BEIRUT — A Kurdish-led force fighting the Islamic State group with the support of U.S. troops will close in on the extremists’ de facto capital Raqqa within a few weeks, but the battle for the city will be difficult, a U.S. military official said Thursday.

Air Force Col. John Dorrian said the U.S. force consisting of a couple of hundred Marines that arrived in the region south of the Syrian-Turkish border on Wednesday will not have any front-line roles but will provide artillery fire to support the advance of the Kurdish-led Syrian Democratic Forces.

“The intent of their presence is to provide all-weather fire support, artillery fire to support their advance as they continue the isolation of Raqqa,” he said. “This is just some added firepower that will be very difficult for the enemy to deal with.”

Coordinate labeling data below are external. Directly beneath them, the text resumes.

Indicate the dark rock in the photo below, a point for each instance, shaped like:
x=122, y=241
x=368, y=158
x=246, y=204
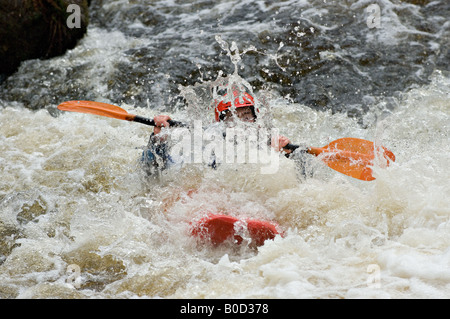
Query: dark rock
x=31, y=29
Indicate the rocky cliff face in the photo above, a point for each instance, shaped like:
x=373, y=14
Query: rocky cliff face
x=31, y=29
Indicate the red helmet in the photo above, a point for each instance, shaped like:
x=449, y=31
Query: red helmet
x=222, y=106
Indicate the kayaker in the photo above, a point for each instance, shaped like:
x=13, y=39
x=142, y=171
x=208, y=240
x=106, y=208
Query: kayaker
x=157, y=157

The deployment reflects Washington’s deeper involvement in Syria under the administration of President Trump and thrusts the U.S. further into a difficult diplomatic entanglement.

Dorrian told The Associated Press by telephone that the U.S.-backed force will close in on Raqqa within a few weeks and warned that the battle for the city will likely be difficult as the extremists are well entrenched. He said a complicating factor is that the U.S. does not have a partner government to work with in Syria as is the case in Iraq.

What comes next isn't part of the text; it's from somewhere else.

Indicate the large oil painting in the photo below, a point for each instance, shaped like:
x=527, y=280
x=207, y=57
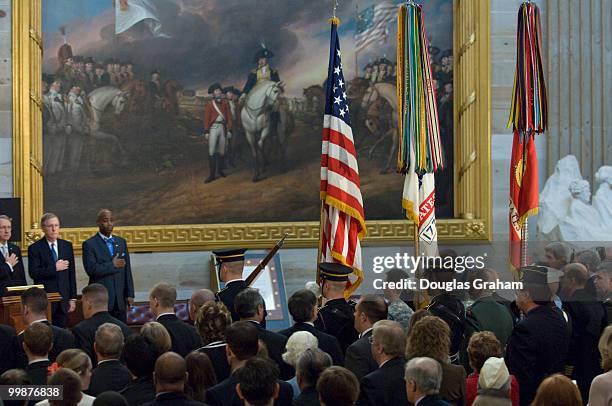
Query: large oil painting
x=129, y=123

The U.S. already had some 500 advisers working with the Syrian Democratic Forces in addition to a force of 400 that arrived more recently, Dorrian said. He said the troops include U.S. Army Rangers already in Syria.

The SDF, a coalition of Kurdish, Arab and Christian fighters, has been the most effective force fighting the Islamic State group in Syria. The SDF has been on the offensive in the Raqqa area since November under the cover of airstrikes by the U.S.-led coalition with the aim of eventually besieging the city before storming it.

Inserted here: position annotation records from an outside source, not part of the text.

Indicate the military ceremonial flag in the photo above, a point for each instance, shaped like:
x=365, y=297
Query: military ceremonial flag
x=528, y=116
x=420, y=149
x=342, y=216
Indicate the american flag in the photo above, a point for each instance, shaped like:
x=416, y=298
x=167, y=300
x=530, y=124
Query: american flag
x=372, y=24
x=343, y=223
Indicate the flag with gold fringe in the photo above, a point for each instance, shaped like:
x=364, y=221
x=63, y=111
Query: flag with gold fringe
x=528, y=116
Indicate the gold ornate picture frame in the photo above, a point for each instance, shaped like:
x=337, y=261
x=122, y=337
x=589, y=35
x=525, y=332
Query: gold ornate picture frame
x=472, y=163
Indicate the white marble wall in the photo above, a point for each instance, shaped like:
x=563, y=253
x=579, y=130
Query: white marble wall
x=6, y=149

Dorrian said the SDF “made excellent progress and the enemy hasn’t been able to stop them from doing the things that they set out to do.” He added that SDF fighters have so far captured about 2,471 square miles of terrain from the radical militants.

“That’s excellent progress,” Dorrian said, adding that SDF fighters have also cut many supply lines used by ISIS to try to either escape from the city “or to have fighters leave the area and conduct terrorist operations elsewhere away from Iraq and Syria.”

Dorrian said the SDF will need a “few more weeks” to completely isolate Raqqa and a decision will be made about the timing “of the liberation battle to begin.”